SoFi's loan portfolio — personal loans, student loan refinancing, and home loans — has performed well in a benign credit environment. The test comes during a recession. Personal loan charge-offs across the industry have been ticking up, and SoFi's borrower demographic (young, high-income professionals) is not immune to job losses in a downturn.
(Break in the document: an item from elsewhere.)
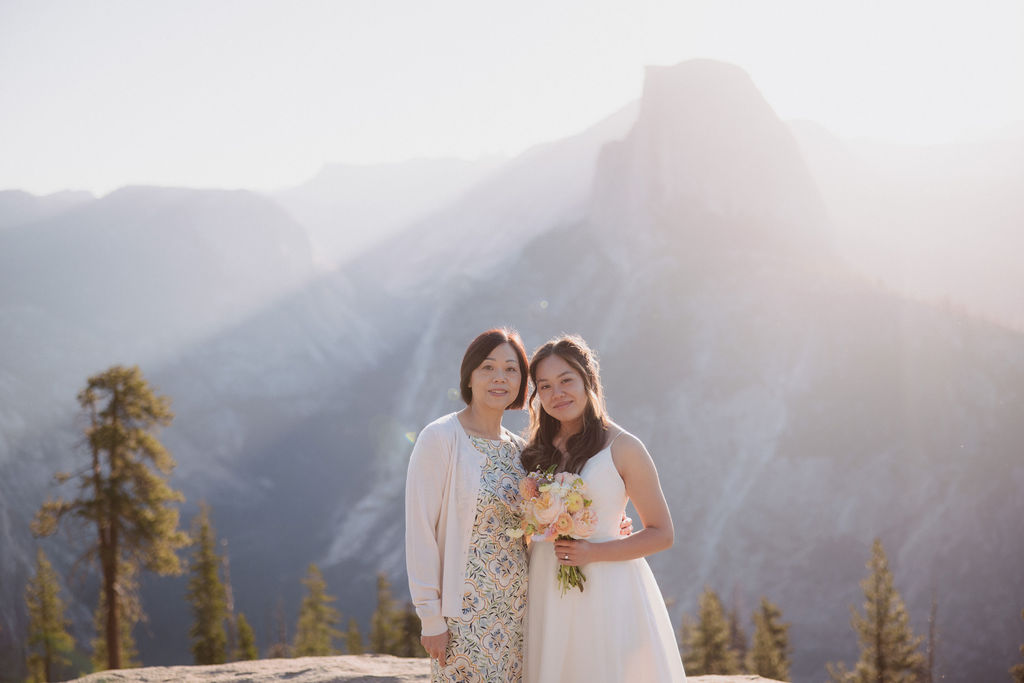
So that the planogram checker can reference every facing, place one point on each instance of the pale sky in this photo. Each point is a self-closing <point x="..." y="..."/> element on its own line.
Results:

The student loan portfolio carries policy risk — if the federal government extends forbearance or forgiveness programmes, SoFi's student loan refinancing business loses its primary demand driver. And the home loan business remains subscale, competing against established originators with deeper relationships and lower distribution costs.

Management's response to credit risk has been sensible: tightening underwriting standards in personal lending while leaning into lower-risk products like secured lending and deposit gathering. But the proof will come when — not if — the cycle turns.

The Research Desk Verdict

SoFi at $16.63 is a bet on the bank charter thesis playing out over 3-5 years. The revenue growth, member acquisition, and deposit trajectory all support the thesis. The risk is credit quality through a downturn and the timeline to sustainable GAAP profitability.

We rate SoFi as a Buy for investors with a 2-3 year horizon and tolerance for volatility. The 12-month target is $19-22, representing 15-32% upside, with the catalyst being consistent quarterly profitability improvements and deposit growth above $30 billion. The 3-year target, if the thesis plays out, is $30-40 — roughly 2-2.5x from current levels. The downside in a recession scenario is $10-12, where the stock would trade at roughly 1.5x book value. The risk-reward skews constructive for patient capital.